The term :lternatives' is usually taken to include the three 'Rs' - replacement, reduction and refinement - where replacement pertains to substituting animals with cells, tissues and organs; reduction stands for curtailing the use of animals in experimentation and refinement deals with fine-tuning tests so that they are more humane. Significantly, these principles have been adopted widely around the world.
In India the Committee for the Purpose of Control and Supervision of Experiments on Animals (CPCSEA), which falls under the purview of the department of animal welfare, has tried propagating the concept. But so far scientific institutions have been chary about adopting it, primarily because of lack of awareness and inadequate facilities.
Beastly battle It was the raging debate between the CPCSEA which was headed by Maneka Gandhi till she was sacked and the Union health ministry - with C P Thakur at the helm prior to his being shown the door, that underscored the need for these viable options. The cause of the verbal slugfest: appalling conditions under which experiments were conducted on animals by research bodies.
According to Maneka Gandhi, diseased animals are being used to extract vaccines and test oral drugs. It is felt that research carried out on sick animals will yield inaccurate results. But G B Talwar, former director, National Institute of Immunology, counters: "The CPCSEA has caused an extreme degree of interference." In fact, most researchers aver that research should be taken care of by scientific institutions. Camellia Satija of Kindness to Animals and Respect for Environment, a Delhi-based non-governmental organisation (NGO), however, believes that the functioning of the body would be fair only if it is autonomous.
To be sure, the stand taken by the CPCSEA appears to be reasonable considering that it is merely demanding adherence to the guidelines laid down on animal testing. Even as Prime Minister Atal Bihari Vajpayee has directed the CPCSEA to convene a meeting and make a final decision on the contentious issue of laboratory animals, experts are mooting safer surrogates.
Spoilt for choice What would be more preferable: using 100 rats to make multiple copies of an antibody or growing the antibody in one rat and then multiplying it in vitro? This is only one of the many techniques that are in use across the globe, where the use of animals in laboratories is either minimised or not required.
Computer simulation is said to be one of the most reliable methods.
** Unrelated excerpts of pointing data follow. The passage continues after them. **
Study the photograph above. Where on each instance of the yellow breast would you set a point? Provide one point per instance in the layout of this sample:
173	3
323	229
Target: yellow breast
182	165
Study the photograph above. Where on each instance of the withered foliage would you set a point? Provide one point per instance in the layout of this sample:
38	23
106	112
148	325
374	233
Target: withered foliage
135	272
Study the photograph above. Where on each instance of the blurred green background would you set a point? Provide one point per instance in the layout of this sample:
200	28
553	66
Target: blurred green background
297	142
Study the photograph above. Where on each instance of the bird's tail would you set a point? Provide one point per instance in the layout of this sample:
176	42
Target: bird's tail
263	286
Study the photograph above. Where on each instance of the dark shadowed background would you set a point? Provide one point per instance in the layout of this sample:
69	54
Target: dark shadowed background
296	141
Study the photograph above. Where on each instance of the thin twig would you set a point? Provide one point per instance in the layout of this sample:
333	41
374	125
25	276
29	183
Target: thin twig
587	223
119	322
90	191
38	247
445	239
The protease inhibitors used in AIDS triple therapy have been developed using this
Even small tissues of humans, which are discarded, such as a woman's uterus and an umbilical cord can be used constructively to test drugs
Human cells grown in labs can be used to ascertain the toxicity of plastic and synthetic devices used in medical devices such as heart valves
Clinical trials and epidemiological studies carried out on humans can be utilised to replace animals
A mixture of chemicals can help test potential irritants to the eye
Lower animals such as invertebrates, plants and microbes can be used instead of higher animals.
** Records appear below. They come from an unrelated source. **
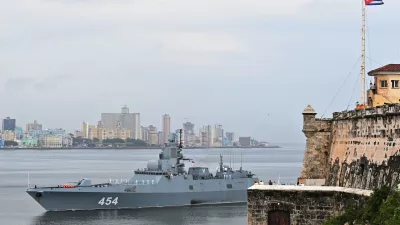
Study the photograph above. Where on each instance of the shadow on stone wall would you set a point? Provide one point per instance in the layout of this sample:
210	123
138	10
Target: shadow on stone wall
364	174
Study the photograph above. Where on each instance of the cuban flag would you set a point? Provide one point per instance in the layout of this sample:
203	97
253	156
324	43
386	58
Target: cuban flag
373	2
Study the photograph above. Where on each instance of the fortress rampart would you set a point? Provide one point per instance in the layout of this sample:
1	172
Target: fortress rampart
357	148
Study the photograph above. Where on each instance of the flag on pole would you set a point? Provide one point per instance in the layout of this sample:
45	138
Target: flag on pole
373	2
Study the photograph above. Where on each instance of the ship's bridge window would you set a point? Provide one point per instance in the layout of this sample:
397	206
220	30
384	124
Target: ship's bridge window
395	83
383	83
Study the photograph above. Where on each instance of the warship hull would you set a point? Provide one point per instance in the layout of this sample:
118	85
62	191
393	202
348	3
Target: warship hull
162	183
71	201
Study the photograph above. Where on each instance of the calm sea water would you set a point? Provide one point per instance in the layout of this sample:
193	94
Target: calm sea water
52	167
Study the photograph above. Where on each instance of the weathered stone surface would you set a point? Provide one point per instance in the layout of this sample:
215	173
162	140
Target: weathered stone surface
306	205
359	149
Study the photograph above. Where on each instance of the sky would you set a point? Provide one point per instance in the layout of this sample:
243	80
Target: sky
251	65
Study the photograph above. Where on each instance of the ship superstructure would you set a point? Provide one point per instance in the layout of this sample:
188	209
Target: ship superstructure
164	182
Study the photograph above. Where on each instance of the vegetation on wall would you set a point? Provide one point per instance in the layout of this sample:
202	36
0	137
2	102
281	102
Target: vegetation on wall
382	208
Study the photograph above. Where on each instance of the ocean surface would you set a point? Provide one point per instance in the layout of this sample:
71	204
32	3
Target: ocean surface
53	167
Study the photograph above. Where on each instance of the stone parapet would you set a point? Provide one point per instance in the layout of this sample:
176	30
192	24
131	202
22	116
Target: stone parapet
299	205
388	109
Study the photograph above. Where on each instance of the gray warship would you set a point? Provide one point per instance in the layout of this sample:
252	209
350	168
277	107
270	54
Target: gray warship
164	183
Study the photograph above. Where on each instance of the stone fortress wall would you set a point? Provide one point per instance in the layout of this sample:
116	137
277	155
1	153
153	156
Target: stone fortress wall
357	148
"Experiments carried out on alternatives are likely to be more reliable," avers Satija. There is corroborative evidence: smoking was thought to be non-carcinogenic because smoking-related cancer is difficult to reproduce in lab animals; animal models of heart disease failed to show that a high-fat diet increases the risk of coronary artery disease; animal tests failed to predict the kidney toxicity of general anaesthetic methoxyflurane; research on animals failed to reveal bacteria as a cause of ulcers and delayed treating ulcers with antibiotics. Reasons enough to dissect and question guinea pig treatment?